Mais si l’exécution de cette mesure est suicidaire pour les maires et les conseillers municipaux actuels, elle ne sera pas sans conséquence pour le gouvernement en place, car cette décision de déguerpissement est avant tout une mesure gouvernementale. Et dans son programme de gouvernement, le président de la République a certainement la solution à ce problème. Pourquoi n’avoir pas commencé à l’appliquer dès sa prise de fonction ? Pourtant, il connait assez bien le problème pour avoir siégé à l’Assemblée nationale pendant plus de dix ans. Notamment, quand il juchait sur le perchoir, c’est à son ordre que les abords du parlement ont été dégagés à plusieurs reprises mais réoccupés à chaque fois.

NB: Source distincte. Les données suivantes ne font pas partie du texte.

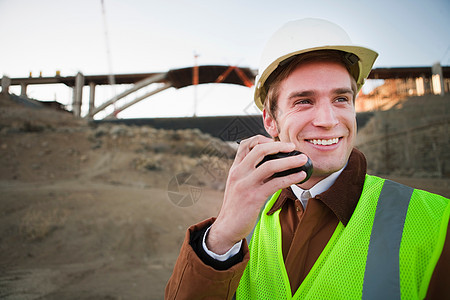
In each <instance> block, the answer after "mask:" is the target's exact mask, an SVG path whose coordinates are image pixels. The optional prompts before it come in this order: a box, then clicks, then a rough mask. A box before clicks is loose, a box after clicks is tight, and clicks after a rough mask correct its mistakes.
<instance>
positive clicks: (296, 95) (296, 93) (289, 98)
mask: <svg viewBox="0 0 450 300" xmlns="http://www.w3.org/2000/svg"><path fill="white" fill-rule="evenodd" d="M332 93H333V94H335V95H342V94H352V95H353V94H354V93H353V90H352V89H349V88H337V89H334V90H332ZM315 94H316V93H315V92H314V91H310V90H307V91H294V92H292V93H291V94H290V95H289V97H288V99H293V98H301V97H311V96H314V95H315Z"/></svg>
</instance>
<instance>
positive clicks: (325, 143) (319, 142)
mask: <svg viewBox="0 0 450 300" xmlns="http://www.w3.org/2000/svg"><path fill="white" fill-rule="evenodd" d="M309 142H310V143H312V144H314V145H325V146H328V145H333V144H337V142H339V138H334V139H329V140H309Z"/></svg>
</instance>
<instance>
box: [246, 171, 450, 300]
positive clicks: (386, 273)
mask: <svg viewBox="0 0 450 300" xmlns="http://www.w3.org/2000/svg"><path fill="white" fill-rule="evenodd" d="M279 192H280V191H278V192H277V193H275V194H274V196H273V197H272V199H271V200H270V201H269V202H268V203H267V205H266V208H265V209H264V212H263V215H262V216H261V220H260V222H259V223H258V224H257V226H256V228H255V235H254V238H253V239H252V240H251V243H250V261H249V263H248V265H247V268H246V270H245V272H244V274H243V276H242V278H241V282H240V284H239V288H238V291H237V299H290V298H292V299H330V298H332V299H361V298H363V299H371V298H377V299H383V297H384V298H385V299H399V298H400V297H401V298H403V299H421V298H424V297H425V296H426V292H427V288H428V284H429V281H430V278H431V275H432V272H433V270H434V267H435V265H436V263H437V260H438V259H439V256H440V254H441V252H442V249H443V245H444V241H445V237H446V234H447V232H446V230H447V226H448V220H449V216H450V204H449V200H448V199H446V198H444V197H442V196H439V195H435V194H431V193H427V192H424V191H420V190H413V189H410V188H408V187H406V186H403V185H400V184H397V183H394V182H391V181H387V180H386V181H385V180H384V179H381V178H378V177H375V176H370V175H367V176H366V180H365V183H364V188H363V192H362V195H361V198H360V200H359V201H358V204H357V207H356V208H355V211H354V213H353V215H352V217H351V219H350V221H349V223H348V224H347V226H344V225H343V224H342V223H339V224H338V226H337V228H336V230H335V232H334V233H333V235H332V237H331V238H330V240H329V241H328V243H327V245H326V246H325V248H324V250H323V251H322V253H321V254H320V256H319V258H318V259H317V261H316V262H315V264H314V266H313V267H312V268H311V270H310V271H309V273H308V275H307V277H306V278H305V280H304V281H303V282H302V284H301V285H300V287H299V289H298V290H297V291H296V292H295V293H292V292H291V290H290V284H289V278H288V276H287V273H286V269H285V266H284V259H283V255H282V249H281V226H280V223H279V213H280V210H278V211H276V212H275V213H274V214H273V215H267V214H266V213H267V212H268V211H269V210H270V208H271V207H272V206H273V204H274V203H275V201H276V200H277V198H278V196H279ZM293 294H294V295H293ZM292 295H293V296H292ZM291 296H292V297H291Z"/></svg>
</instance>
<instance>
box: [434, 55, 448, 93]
mask: <svg viewBox="0 0 450 300" xmlns="http://www.w3.org/2000/svg"><path fill="white" fill-rule="evenodd" d="M431 71H432V74H433V75H432V77H431V81H432V83H431V84H432V87H433V94H435V95H441V96H444V94H445V89H444V76H443V75H444V74H443V72H442V66H441V64H440V63H438V62H437V63H435V64H434V65H433V66H432V67H431Z"/></svg>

Cette insistance des vendeurs ambulants à occuper les alentours de l’Assemblée nationale aurait dû lui faire comprendre que le siège de cette institution se trouve en fait dans un vaste espace commercial et des affaires, dans un quartier populaire proche de celui de Bozola réputé être le centre des affaires.

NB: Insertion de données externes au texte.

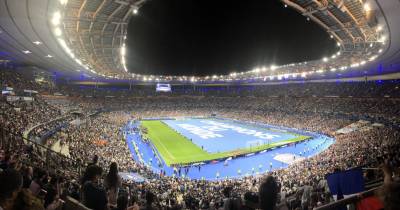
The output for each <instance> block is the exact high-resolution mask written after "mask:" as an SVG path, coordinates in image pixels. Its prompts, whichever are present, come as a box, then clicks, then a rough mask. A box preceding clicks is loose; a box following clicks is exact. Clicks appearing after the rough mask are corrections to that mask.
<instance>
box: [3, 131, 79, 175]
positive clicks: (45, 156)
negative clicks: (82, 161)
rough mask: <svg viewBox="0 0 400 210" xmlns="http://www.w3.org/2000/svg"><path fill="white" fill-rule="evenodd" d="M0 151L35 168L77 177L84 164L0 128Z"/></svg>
mask: <svg viewBox="0 0 400 210" xmlns="http://www.w3.org/2000/svg"><path fill="white" fill-rule="evenodd" d="M0 149H2V150H4V152H5V153H6V154H10V155H18V156H20V157H18V158H19V159H20V160H21V159H22V161H27V162H30V163H29V164H30V165H32V166H35V167H41V168H45V169H47V170H49V171H55V172H63V173H64V174H67V175H71V176H74V177H79V176H80V175H81V172H82V169H83V166H84V164H83V163H82V162H81V161H79V160H74V159H72V158H69V157H67V156H64V155H62V154H61V153H58V152H56V151H54V150H52V149H50V148H49V147H46V146H43V145H41V144H39V143H37V142H34V141H32V140H29V139H28V138H24V137H23V135H22V134H16V133H13V132H10V131H9V130H8V129H6V128H4V127H1V128H0Z"/></svg>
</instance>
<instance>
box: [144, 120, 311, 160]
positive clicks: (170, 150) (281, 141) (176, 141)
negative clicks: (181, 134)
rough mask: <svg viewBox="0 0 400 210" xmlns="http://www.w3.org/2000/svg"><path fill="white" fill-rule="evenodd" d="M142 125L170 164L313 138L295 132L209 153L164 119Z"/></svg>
mask: <svg viewBox="0 0 400 210" xmlns="http://www.w3.org/2000/svg"><path fill="white" fill-rule="evenodd" d="M141 125H142V126H143V127H145V128H146V129H147V134H146V135H145V136H146V137H147V138H148V139H149V140H150V141H151V142H152V143H153V144H154V146H155V147H156V148H157V150H158V152H159V153H160V155H161V157H162V158H163V160H164V162H165V163H166V164H167V165H168V166H171V165H176V164H183V165H184V164H190V163H198V162H203V161H210V160H216V159H221V158H227V157H231V156H237V155H244V154H248V153H253V152H258V151H262V150H265V149H269V148H273V147H278V146H282V145H285V144H289V143H294V142H298V141H303V140H306V139H308V138H311V137H309V136H301V135H298V134H295V135H296V136H297V137H296V138H293V139H288V140H284V141H279V142H275V143H272V144H264V145H260V146H258V147H253V148H243V149H239V150H234V151H229V152H220V153H208V152H206V151H204V150H202V149H201V148H200V147H199V146H197V145H196V144H194V143H193V142H191V141H190V140H188V139H187V138H186V137H184V136H182V135H180V134H179V133H177V132H175V131H174V130H172V129H171V128H170V127H169V126H168V125H166V124H165V123H163V122H162V121H159V120H145V121H141Z"/></svg>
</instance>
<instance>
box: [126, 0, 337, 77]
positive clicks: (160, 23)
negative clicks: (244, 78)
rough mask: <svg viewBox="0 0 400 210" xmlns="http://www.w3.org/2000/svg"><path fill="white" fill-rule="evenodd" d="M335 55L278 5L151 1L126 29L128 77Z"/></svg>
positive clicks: (225, 72)
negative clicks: (127, 28) (150, 74)
mask: <svg viewBox="0 0 400 210" xmlns="http://www.w3.org/2000/svg"><path fill="white" fill-rule="evenodd" d="M337 50H338V48H337V47H336V43H335V42H334V40H332V39H330V38H329V35H328V34H327V33H326V31H324V30H323V29H322V28H321V27H320V26H318V25H317V24H315V23H313V22H312V21H307V20H306V18H305V17H304V16H302V15H300V14H299V13H298V12H296V11H294V10H293V9H291V8H289V7H288V8H284V5H283V4H282V2H281V1H279V0H246V1H235V0H150V1H148V2H147V3H145V4H144V5H143V7H141V8H140V10H139V14H138V15H136V16H133V17H132V19H131V21H130V23H129V26H128V38H127V66H128V69H129V71H130V72H132V73H139V74H157V75H159V74H161V75H213V74H229V73H231V72H234V71H236V72H239V71H245V70H250V69H253V68H254V67H256V66H262V65H266V66H270V65H271V64H274V65H281V64H288V63H293V62H302V61H307V60H313V59H320V58H322V57H324V56H329V55H331V54H333V53H335V52H336V51H337Z"/></svg>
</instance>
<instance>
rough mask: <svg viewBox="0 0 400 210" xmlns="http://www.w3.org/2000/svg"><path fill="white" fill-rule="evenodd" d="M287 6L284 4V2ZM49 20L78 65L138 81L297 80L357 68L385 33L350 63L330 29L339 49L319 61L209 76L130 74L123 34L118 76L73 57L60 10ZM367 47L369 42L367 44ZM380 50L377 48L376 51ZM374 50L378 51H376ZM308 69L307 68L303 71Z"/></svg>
mask: <svg viewBox="0 0 400 210" xmlns="http://www.w3.org/2000/svg"><path fill="white" fill-rule="evenodd" d="M67 2H68V0H59V8H58V9H60V10H61V9H62V7H64V6H65V5H66V4H67ZM285 7H287V5H285ZM363 9H364V10H365V12H369V11H371V10H372V8H371V5H369V4H368V3H364V4H363ZM138 10H139V7H138V6H137V5H133V6H132V7H131V12H132V14H133V15H137V14H138V12H139V11H138ZM50 22H51V23H52V25H53V26H54V28H53V33H54V35H55V36H56V37H57V40H58V42H59V44H60V45H61V47H62V48H63V50H64V51H65V52H66V53H67V54H68V55H69V56H70V57H71V58H72V59H73V60H74V61H75V62H76V63H77V64H79V65H80V66H82V67H83V68H84V69H86V70H87V71H89V72H91V73H93V74H96V75H98V76H102V77H105V78H115V79H119V78H121V79H133V80H141V81H143V82H152V81H165V82H167V81H182V82H192V83H194V82H208V81H221V82H226V81H240V80H258V79H260V80H263V81H267V80H275V79H277V80H282V79H296V78H299V77H301V78H306V77H308V76H310V75H313V74H323V73H324V72H336V71H345V70H350V69H352V68H358V67H360V66H362V65H365V64H367V63H368V62H373V61H374V60H375V59H376V58H377V57H378V56H379V55H380V54H381V53H382V52H383V49H384V48H385V44H386V40H387V36H386V35H385V34H384V27H383V26H382V25H377V26H376V27H375V29H374V31H376V33H377V35H378V38H379V39H378V40H377V41H376V42H371V43H369V48H370V52H369V53H366V54H365V55H364V56H365V57H364V58H356V59H354V61H353V60H352V61H351V63H350V61H349V60H347V61H346V59H342V58H345V56H343V54H342V50H343V49H345V47H346V46H345V45H346V43H345V42H343V41H342V40H340V39H339V38H338V37H337V36H336V35H335V34H332V33H331V32H330V38H331V39H336V45H337V47H339V48H340V50H339V51H338V52H337V53H335V54H333V55H331V56H325V57H323V58H322V59H321V60H316V61H309V62H299V63H291V64H286V65H280V66H277V65H275V64H270V65H260V66H257V67H254V68H253V69H251V70H248V71H242V72H236V71H235V72H232V73H230V74H228V75H209V76H202V77H198V76H161V75H159V76H156V75H141V74H135V73H129V70H128V68H127V66H126V58H125V57H126V55H127V49H126V45H125V41H126V36H124V37H123V43H122V45H121V47H120V50H119V51H120V62H121V65H122V67H123V71H124V72H123V73H122V74H119V75H113V76H111V75H104V74H103V73H99V72H96V71H95V69H94V68H92V67H91V66H90V65H89V64H88V63H87V62H86V61H85V60H84V59H79V58H76V55H75V54H74V53H73V51H72V49H71V48H70V47H69V46H68V45H67V43H66V41H65V40H64V39H63V37H62V36H63V32H62V27H61V26H60V25H61V23H62V12H61V11H56V12H54V13H53V14H52V16H51V19H50ZM367 46H368V45H367ZM378 49H379V50H378ZM377 50H378V51H377ZM376 51H377V52H376ZM304 69H309V70H306V71H305V70H304ZM78 71H79V70H78Z"/></svg>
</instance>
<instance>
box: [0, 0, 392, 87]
mask: <svg viewBox="0 0 400 210" xmlns="http://www.w3.org/2000/svg"><path fill="white" fill-rule="evenodd" d="M281 1H282V3H283V4H285V6H288V7H291V8H293V9H295V10H297V11H298V12H300V13H301V14H302V15H304V16H305V17H306V18H309V20H310V21H314V22H316V23H317V24H319V25H320V26H321V27H322V28H324V29H325V30H326V31H327V36H331V38H333V39H335V40H336V41H337V43H338V46H340V51H339V52H337V53H336V54H334V55H331V56H329V57H325V58H321V59H320V60H315V61H308V62H303V63H295V64H287V65H283V66H273V65H269V66H259V67H255V68H254V69H251V70H245V71H243V72H234V73H232V74H230V75H210V76H208V77H192V76H190V75H188V76H186V77H177V76H154V75H153V76H152V75H137V74H130V73H128V71H127V69H126V67H125V56H124V55H125V44H124V42H125V37H126V31H127V24H128V22H129V20H130V18H132V17H134V15H135V14H136V13H138V12H139V14H138V15H140V7H141V6H142V5H143V4H144V3H145V0H57V1H56V0H35V1H29V0H4V1H1V2H0V12H1V13H0V14H1V19H0V50H1V52H0V60H1V61H2V62H5V61H8V60H10V61H12V62H17V63H23V64H28V65H35V66H39V67H42V68H44V69H49V70H56V71H64V72H70V73H74V72H75V73H76V72H84V73H86V74H92V75H97V76H98V77H105V78H118V79H136V80H143V81H149V80H152V81H155V80H159V81H163V80H181V81H191V82H197V81H208V80H223V81H233V80H246V79H263V80H264V81H265V80H266V79H274V78H278V79H281V78H284V79H290V78H297V77H308V76H311V75H325V74H326V73H327V72H352V71H353V70H355V71H359V69H361V68H362V69H363V70H368V71H370V70H371V69H377V68H378V67H379V68H383V69H389V70H388V71H390V69H391V68H392V67H393V68H396V65H400V40H399V39H397V37H398V36H399V35H400V24H399V23H400V15H398V11H400V2H399V1H398V0H375V1H373V0H367V1H365V0H332V1H328V0H281ZM221 62H223V61H221ZM395 70H400V67H397V69H395ZM379 73H385V71H383V72H382V71H379Z"/></svg>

Aujourd’hui aux affaires, il a pris soin de créer un ministère chargé de la politique de la ville. Alors, au lieu de nettoyer les abords du parlement parce que ses députés y sont les plus nombreux, il ferait mieux d’envisager de déplacer le siège de l’Assemblée nationale ailleurs que dans cet endroit populeux. Et de faire de la zone ce à quoi elle est véritablement destinée : un centre commercial.

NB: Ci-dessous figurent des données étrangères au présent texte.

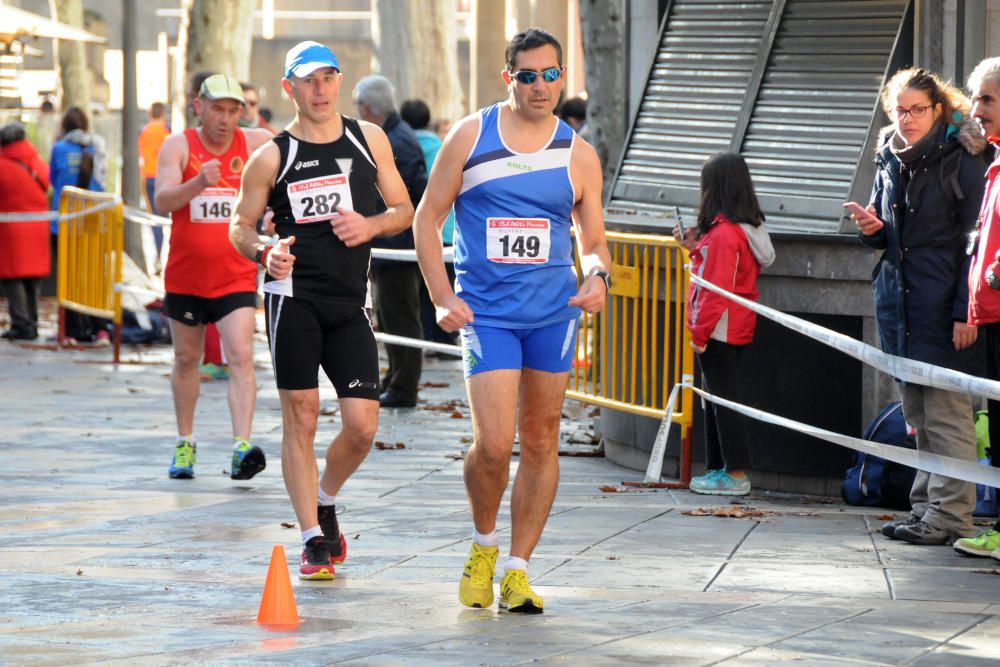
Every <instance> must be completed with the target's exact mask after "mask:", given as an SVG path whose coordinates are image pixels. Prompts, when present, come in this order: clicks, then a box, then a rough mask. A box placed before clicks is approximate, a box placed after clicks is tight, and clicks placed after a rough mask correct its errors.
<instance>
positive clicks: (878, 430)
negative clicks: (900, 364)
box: [840, 401, 917, 510]
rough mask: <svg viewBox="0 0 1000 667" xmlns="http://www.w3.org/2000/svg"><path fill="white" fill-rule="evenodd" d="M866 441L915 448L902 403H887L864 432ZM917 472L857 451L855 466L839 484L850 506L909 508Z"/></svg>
mask: <svg viewBox="0 0 1000 667" xmlns="http://www.w3.org/2000/svg"><path fill="white" fill-rule="evenodd" d="M863 437H864V439H865V440H871V441H872V442H880V443H884V444H889V445H897V446H900V447H906V448H907V449H916V448H917V441H916V438H915V437H914V436H913V435H911V434H910V433H909V429H908V428H907V425H906V420H905V419H903V404H902V403H900V402H899V401H895V402H893V403H890V404H889V405H887V406H885V408H883V409H882V412H880V413H878V416H877V417H875V419H874V420H872V423H871V424H869V425H868V427H867V428H866V429H865V433H864V436H863ZM916 474H917V471H916V470H914V469H913V468H911V467H909V466H904V465H902V464H900V463H895V462H893V461H886V460H885V459H883V458H881V457H879V456H872V455H870V454H865V453H863V452H858V453H857V456H856V457H855V459H854V465H852V466H851V467H850V468H848V470H847V477H846V478H845V479H844V481H843V483H842V484H841V485H840V495H841V496H842V497H843V499H844V502H846V503H847V504H848V505H864V506H869V507H871V506H876V507H888V508H892V509H898V510H908V509H910V508H911V505H910V489H911V488H912V487H913V478H914V477H915V476H916Z"/></svg>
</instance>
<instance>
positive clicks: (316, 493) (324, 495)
mask: <svg viewBox="0 0 1000 667" xmlns="http://www.w3.org/2000/svg"><path fill="white" fill-rule="evenodd" d="M316 488H318V489H319V491H318V492H317V493H316V498H317V500H319V504H320V505H323V506H324V507H329V506H330V505H336V500H337V496H336V495H332V496H331V495H330V494H328V493H327V492H326V491H324V490H323V485H322V484H320V485H319V486H317V487H316Z"/></svg>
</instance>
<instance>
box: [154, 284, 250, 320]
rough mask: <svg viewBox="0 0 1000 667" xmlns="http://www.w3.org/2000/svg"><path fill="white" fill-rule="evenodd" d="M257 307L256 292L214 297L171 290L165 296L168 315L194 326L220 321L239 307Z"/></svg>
mask: <svg viewBox="0 0 1000 667" xmlns="http://www.w3.org/2000/svg"><path fill="white" fill-rule="evenodd" d="M256 307H257V293H256V292H233V293H232V294H225V295H223V296H220V297H216V298H214V299H206V298H204V297H200V296H194V295H191V294H173V293H170V292H168V293H167V295H166V296H165V297H163V312H165V313H166V314H167V317H169V318H170V319H172V320H177V321H178V322H180V323H182V324H187V325H189V326H192V327H193V326H197V325H199V324H211V323H213V322H218V321H219V320H221V319H222V318H223V317H225V316H226V315H228V314H229V313H231V312H233V311H234V310H236V309H237V308H256Z"/></svg>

Dans des pays voisins, il y a eu des précédents mais, là, les gouvernants avaient pris des mesures d’accompagnement. Comme de trouver de nombreux emplacements aux déguerpis après s’être montrés fermes dans l’application de la mesure. Ces gouvernements prévoyants ont également eu les arguments nécessaires à opposer à ceux des déguerpis dont ils avaient pris le soin d’en faire des interlocuteurs à l’écoute. Ainsi, quand le vendeur soutient qu’il ne peut avoir de client que sur le trottoir ou dans des endroits où il n’est pas autorisé à exposer ses marchandises, on lui a fait comprendre que l’acheteur ira n’importe où, s’il est assuré de trouver ce qui fait son affaire. Même cas au Mali. Pour preuve, les acheteurs quittent les quatre coins de Bamako pour se rendre au Marché rose, au Dibida, au Dabanani, au marché des artisans ou au marché de Médine. Le cas le plus emblématique est celui des Halles Félix Houphouët-Boigny, sis en Commune VI. Ce centre commercial a longtemps été boudé par les marchands sous prétexte qu’il était loin du centre-ville, que les taxes municipales étaient élevées, que les stands coûtaient chers. Et quand, n’ayant pas d’autre solution, ils ont occupé ce marché, ce sont les clients qui se sont fait rares avant de comprendre que, eux non plus, n’avaient pas d’autre solution que d’aller aux Halles où ils seront autant servis que dans les marchés du centre-ville. Aujourd’hui, ce marché est bondé et chacun y trouve son bonheur. Alors pourquoi ne pas multiplier les exemples, en prenant soin d’instituer des taxes modérées et de céder les stands et les boutiques à des prix accessibles à tout le monde, éviter la spéculation et la surenchère dans l’octroi des places ?
En s’engageant à cela dès maintenant, le parti présidentiel fera d’une pierre deux coups : couler les bureaux municipaux actuels, occuper leurs places à la faveur des prochaines municipales. Mais ce calcul a sans doute déjà été fait et est en cours d’exécution.